Good Morning,

On Sun, Nov 7, 2010 at 9:13 AM, Michel Demazure <michel / demazure.com> wrote:

>
> Coming back to the beginning, quicksort correctly coded is stable (cut
> recursively in three parts, with the middle part made by those elements
> equivalent to the choosen pivot).

...

>
> Which means that ruby's is badly coded.
>

The rest of the sane world begs to differ.

http://en.wikipedia.org/wiki/Sorting_algorithm#Quicksort - "...Efficient
implementations of quicksort (with in-place partitioning) are typically
unstable sorts..."

http://perldoc.perl.org/sort.html - "...Mergesort is stable, quicksort is
not..."

http://www.codecogs.com/reference/c/stdlib.h/qsort.php - "...The algorithms
implemented by *qsort*, *qsort_r* and *heapsort* are not stable..."

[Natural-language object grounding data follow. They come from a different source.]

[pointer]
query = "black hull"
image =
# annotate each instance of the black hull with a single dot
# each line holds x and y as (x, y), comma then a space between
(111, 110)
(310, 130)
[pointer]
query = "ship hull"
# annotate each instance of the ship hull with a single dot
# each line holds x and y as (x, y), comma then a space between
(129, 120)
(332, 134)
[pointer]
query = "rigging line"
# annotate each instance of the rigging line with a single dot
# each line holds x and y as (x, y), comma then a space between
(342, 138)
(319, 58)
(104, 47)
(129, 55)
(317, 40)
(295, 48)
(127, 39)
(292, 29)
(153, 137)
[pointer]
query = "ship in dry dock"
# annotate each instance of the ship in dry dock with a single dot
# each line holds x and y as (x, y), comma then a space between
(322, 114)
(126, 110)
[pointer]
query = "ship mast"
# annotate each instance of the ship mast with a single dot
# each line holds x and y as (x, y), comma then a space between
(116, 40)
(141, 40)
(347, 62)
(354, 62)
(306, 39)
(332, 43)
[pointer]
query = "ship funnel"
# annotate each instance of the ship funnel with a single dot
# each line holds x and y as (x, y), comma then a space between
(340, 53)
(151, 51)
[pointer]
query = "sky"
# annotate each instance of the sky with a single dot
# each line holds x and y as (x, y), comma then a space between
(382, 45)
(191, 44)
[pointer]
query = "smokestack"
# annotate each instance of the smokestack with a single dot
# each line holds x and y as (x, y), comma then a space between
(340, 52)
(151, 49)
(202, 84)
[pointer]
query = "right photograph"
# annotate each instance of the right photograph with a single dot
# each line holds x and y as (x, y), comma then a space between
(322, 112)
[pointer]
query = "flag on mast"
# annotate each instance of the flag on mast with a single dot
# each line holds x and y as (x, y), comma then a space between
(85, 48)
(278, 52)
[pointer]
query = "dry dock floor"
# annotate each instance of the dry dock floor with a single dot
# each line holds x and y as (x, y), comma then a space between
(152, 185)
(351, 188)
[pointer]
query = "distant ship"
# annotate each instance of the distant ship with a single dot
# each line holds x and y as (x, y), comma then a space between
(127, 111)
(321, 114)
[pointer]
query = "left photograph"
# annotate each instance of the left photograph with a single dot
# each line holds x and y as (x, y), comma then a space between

Linux Man page for qsort - "....If two members compare as equal, their order
in the sorted array is undefined...."

Python in all fairness says they have stable sorts - but they really make no
mention of the algorithm used so I'm unclear as to whether they are using
quicksort at all.

I'd rather have the efficient implementation that one can easily make stable
by using the secondary comparison (as you can easily do in this case) than
an inefficient version that really accomplishes nothing that the efficient
version cannot.

John

P.S. There is nothing in the world stopping anyone from submitting a patch
to add a stable sort option to Ruby. But to pronounce that the hard work of
others is badly coded when it clearly conforms to the normal standard of
multiple mainstream languages is just plain ignorant at best.